Claustro de D. Afonso V
É um quadrado com 45 metros de lado e possui dois pisos. O primeiro piso, do século XV, deve‑se a Fernão de Évora e apresenta grande sobriedade, representando um regresso ao gótico primitivo. As abóbadas são de cruzaria ogival, com vãos de duplos arcos quebrados apoiados em colunelos geminados, cujos capitéis têm forma de cálice. O segundo piso, do século XVI, construído no reinado de D. João III, tem cobertura de madeira apoiada em colunelos; era aqui que se situavam as celas dos frades.
Refeitório Grande sala iluminada por pequenas janelas retangulares com rendilhados.

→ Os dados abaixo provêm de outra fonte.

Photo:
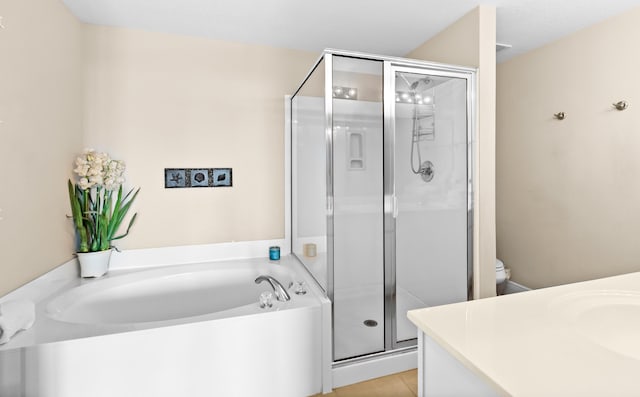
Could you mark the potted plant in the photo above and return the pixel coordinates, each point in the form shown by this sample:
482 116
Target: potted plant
98 207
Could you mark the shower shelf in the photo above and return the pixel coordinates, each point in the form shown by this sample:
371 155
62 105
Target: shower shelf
426 134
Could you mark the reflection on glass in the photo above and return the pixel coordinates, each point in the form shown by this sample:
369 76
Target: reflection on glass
309 170
430 179
358 260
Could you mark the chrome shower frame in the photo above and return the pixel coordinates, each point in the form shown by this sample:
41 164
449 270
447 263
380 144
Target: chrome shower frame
390 66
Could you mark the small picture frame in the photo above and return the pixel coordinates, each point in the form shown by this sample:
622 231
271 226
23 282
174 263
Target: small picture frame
199 177
222 177
175 177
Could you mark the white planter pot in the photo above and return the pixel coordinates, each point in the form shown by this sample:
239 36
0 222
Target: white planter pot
94 264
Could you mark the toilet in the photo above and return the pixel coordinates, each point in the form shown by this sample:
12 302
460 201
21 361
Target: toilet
501 277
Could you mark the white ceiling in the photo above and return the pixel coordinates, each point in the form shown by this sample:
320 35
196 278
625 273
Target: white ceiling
377 26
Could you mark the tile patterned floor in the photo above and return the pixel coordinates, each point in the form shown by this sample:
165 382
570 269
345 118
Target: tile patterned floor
403 384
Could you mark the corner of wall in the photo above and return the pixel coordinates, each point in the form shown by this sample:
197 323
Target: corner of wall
470 41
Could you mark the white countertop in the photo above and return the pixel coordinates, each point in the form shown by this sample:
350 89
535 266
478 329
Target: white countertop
579 339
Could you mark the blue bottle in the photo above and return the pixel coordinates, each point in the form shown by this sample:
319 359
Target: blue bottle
274 253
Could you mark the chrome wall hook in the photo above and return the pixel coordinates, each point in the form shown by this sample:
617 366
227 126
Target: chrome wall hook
621 105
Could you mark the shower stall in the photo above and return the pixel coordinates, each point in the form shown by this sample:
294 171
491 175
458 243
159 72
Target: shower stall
382 192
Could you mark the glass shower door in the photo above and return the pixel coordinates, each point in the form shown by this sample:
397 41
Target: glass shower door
358 256
428 193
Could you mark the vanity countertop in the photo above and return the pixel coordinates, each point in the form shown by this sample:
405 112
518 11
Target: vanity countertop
579 339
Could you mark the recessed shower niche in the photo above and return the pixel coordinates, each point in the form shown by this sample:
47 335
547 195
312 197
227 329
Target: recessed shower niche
382 186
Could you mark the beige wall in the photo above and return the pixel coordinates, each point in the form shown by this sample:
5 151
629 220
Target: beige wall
41 109
568 193
471 42
157 100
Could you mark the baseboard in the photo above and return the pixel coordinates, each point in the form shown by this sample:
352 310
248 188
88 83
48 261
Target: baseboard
513 287
344 375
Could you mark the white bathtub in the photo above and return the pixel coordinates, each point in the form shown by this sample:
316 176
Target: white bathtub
188 330
189 292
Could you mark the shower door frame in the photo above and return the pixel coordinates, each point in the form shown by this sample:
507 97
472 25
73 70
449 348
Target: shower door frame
391 67
390 64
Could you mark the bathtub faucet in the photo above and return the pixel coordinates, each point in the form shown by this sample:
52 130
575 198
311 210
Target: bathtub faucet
278 289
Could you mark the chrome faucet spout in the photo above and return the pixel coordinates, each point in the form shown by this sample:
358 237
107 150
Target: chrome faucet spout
281 293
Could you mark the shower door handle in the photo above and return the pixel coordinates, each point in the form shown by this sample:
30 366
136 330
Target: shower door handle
395 207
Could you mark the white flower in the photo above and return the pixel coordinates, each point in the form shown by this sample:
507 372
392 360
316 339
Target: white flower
96 179
84 184
82 170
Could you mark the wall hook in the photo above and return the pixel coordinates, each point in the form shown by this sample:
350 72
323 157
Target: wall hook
621 105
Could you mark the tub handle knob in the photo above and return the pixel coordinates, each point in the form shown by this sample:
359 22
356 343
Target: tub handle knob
281 294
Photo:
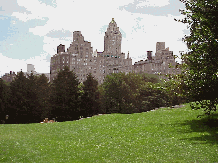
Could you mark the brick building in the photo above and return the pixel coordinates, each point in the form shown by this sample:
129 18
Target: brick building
81 59
162 63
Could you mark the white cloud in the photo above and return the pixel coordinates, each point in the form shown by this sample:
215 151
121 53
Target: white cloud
142 30
153 3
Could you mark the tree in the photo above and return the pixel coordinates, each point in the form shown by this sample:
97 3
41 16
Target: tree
43 94
19 104
4 100
202 81
65 96
120 92
90 104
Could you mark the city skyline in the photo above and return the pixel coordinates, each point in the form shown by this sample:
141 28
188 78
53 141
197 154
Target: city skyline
30 36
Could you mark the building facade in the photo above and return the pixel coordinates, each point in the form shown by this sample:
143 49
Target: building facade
81 59
162 63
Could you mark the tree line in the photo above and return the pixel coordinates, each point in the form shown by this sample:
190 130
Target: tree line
31 99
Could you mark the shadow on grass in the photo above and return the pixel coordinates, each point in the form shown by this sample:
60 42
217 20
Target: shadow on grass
202 125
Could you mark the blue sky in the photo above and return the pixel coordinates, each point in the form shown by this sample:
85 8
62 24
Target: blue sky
30 31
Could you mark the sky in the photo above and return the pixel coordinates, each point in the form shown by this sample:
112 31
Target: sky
30 31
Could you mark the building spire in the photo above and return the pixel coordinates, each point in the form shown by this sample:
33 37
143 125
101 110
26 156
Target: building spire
112 20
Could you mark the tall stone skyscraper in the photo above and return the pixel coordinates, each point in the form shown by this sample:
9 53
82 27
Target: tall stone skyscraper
160 46
112 39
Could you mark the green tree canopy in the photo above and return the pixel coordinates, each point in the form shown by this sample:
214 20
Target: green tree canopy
65 96
202 81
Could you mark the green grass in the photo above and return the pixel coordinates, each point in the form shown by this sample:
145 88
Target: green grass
164 135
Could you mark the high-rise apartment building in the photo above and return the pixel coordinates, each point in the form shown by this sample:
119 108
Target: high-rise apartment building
162 63
80 58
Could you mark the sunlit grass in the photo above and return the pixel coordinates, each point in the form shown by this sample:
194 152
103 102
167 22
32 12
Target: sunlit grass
164 135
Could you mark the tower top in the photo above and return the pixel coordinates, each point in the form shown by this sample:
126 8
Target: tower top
112 20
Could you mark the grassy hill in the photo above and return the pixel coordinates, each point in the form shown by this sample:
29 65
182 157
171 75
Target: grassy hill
164 135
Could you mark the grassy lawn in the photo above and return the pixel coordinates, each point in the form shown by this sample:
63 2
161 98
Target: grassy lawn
164 135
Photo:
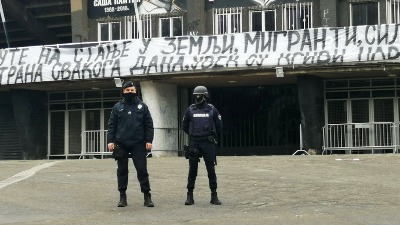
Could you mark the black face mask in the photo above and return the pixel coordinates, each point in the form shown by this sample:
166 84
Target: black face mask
129 97
199 99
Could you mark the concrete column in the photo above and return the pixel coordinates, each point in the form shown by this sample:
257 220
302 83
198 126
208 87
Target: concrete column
195 17
162 100
30 111
311 101
79 21
328 9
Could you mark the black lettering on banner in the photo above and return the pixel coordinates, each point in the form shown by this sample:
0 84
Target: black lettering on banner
116 68
336 57
266 44
393 53
153 63
209 43
208 62
86 69
351 37
195 44
276 34
234 60
360 51
336 32
167 64
250 41
306 41
228 47
196 60
116 52
256 59
181 46
76 70
284 57
297 54
146 43
125 48
319 40
55 56
323 57
383 37
76 54
309 58
22 56
367 35
65 71
100 53
179 64
29 73
78 58
171 44
250 61
216 48
39 73
3 54
379 51
293 39
396 30
97 69
55 75
216 65
19 78
109 62
12 52
138 65
11 73
44 54
2 71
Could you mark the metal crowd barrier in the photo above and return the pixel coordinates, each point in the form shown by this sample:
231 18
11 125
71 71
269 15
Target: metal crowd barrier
94 142
377 137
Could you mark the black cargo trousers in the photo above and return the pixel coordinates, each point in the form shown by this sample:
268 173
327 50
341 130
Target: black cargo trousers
208 152
138 153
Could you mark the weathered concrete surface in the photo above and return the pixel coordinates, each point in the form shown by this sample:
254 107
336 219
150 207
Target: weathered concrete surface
254 190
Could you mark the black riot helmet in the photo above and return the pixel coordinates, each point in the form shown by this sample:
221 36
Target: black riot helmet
200 93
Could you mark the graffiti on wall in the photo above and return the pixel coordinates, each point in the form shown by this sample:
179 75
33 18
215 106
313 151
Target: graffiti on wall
319 46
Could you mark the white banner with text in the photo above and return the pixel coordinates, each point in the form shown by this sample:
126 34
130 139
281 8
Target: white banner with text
320 46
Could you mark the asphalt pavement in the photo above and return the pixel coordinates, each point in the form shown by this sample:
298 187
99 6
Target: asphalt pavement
303 189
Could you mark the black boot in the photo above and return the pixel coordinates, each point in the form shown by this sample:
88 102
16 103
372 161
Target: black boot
189 199
122 200
214 198
147 200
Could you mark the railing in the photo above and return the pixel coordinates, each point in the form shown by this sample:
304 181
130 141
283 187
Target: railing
378 137
94 142
170 141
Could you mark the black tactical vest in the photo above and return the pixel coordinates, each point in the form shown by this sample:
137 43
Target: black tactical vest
201 122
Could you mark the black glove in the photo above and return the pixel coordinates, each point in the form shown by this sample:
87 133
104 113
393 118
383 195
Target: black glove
119 153
186 151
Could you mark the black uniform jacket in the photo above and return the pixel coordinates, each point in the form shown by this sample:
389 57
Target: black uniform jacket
130 124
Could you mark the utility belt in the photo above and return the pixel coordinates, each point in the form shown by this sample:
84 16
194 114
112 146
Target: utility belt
207 138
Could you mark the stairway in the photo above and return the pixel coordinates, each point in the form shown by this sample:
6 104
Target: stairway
10 148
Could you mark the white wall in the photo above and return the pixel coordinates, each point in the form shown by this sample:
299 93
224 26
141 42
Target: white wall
162 100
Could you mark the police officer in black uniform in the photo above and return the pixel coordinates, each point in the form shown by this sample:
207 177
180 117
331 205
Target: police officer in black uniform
202 122
130 128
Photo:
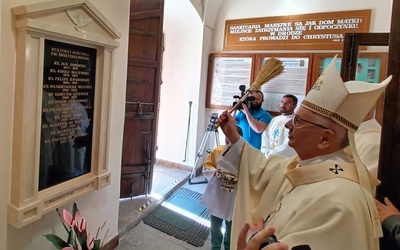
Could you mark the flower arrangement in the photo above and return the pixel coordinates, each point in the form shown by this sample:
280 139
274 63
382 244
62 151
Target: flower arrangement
78 236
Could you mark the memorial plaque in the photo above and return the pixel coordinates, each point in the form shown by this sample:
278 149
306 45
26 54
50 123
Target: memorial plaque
67 112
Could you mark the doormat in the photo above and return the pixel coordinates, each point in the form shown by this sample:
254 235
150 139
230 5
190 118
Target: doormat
182 216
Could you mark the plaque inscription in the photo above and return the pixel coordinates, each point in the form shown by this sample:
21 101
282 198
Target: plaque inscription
67 112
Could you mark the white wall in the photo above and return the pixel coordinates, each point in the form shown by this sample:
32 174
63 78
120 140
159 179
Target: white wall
181 70
183 61
96 206
187 46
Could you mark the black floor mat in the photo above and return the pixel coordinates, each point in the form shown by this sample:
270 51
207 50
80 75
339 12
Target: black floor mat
173 223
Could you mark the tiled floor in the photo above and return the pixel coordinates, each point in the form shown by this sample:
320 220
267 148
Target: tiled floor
134 234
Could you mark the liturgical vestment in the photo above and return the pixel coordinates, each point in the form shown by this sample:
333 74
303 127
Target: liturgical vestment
317 202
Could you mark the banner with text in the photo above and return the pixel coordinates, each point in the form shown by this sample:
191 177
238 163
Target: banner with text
319 31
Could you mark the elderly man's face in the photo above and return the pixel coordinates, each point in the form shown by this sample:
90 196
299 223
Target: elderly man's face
304 132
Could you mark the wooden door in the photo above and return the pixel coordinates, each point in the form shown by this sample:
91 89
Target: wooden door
142 96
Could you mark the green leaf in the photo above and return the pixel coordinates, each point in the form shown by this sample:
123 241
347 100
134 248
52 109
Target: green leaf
97 244
62 220
71 238
57 241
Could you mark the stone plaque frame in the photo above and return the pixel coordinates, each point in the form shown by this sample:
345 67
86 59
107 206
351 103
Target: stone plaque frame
75 22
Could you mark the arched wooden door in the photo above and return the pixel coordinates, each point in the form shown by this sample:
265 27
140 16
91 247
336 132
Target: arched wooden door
142 96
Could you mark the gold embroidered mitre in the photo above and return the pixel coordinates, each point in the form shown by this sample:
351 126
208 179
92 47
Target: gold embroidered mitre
346 103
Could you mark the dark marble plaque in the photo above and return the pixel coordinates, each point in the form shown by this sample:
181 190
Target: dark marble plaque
67 112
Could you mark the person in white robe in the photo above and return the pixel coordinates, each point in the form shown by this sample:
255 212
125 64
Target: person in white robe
319 198
274 139
219 202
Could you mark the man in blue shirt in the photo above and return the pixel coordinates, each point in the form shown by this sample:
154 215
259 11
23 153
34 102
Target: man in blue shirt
253 121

Capelas Imperfeitas Rotunda octogonal com 20 metros de diâmetro, mandada construir por D. Duarte para servir de panteão. Possui sete capelas radiais e um oitavo lado aberto por um magnífico portal de Mateus Fernandes, que conduz ao vestíbulo ligando a rotunda à cabeceira da igreja. Com quase oito metros de altura, é uma verdadeira renda de pedra. Para além dos elementos tradicionais do gótico flamejante internacional, há uma decoração exuberante já própria do manuelino. Os dois lados do portal apresentam abundante ornamentação vegetalista que oculta os elementos estruturais do exterior. Vê‑se a divisa de D. Duarte, escrita à maneira mudéjar — “Leauté faray, tá ya serey” (“Serei leal enquanto viver”) — e figuras animadas, como caracóis que se escondem entre a folhagem. Por cima, João de Castilho iniciou uma balaustrada renascentista que ficou inacabada. Concluíram‑se as abóbadas das sete capelas radiais, e numa delas encontra‑se o túmulo de D. Duarte e D. Leonor. Os elementos adjacentes, de execução simples, não primam pelo realismo. Dezoito pilares que deveriam sustentar a cobertura central ficaram por iniciar, mas é aqui que a exuberância do naturalismo manuelino atinge o seu máximo: não se vislumbra qualquer elemento da gramática gótica, tudo foi transmutado em formas arrancadas à natureza.
Monumento a Nuno Álvares Pereira (1960) De Leopoldo de Almeida, estátua equestre em bronze.
Igreja de Santa Cruz (século XII) De Mateus Fernandes, belo portal manuelino com abundante decoração atribuída a Diogo de Boytaca.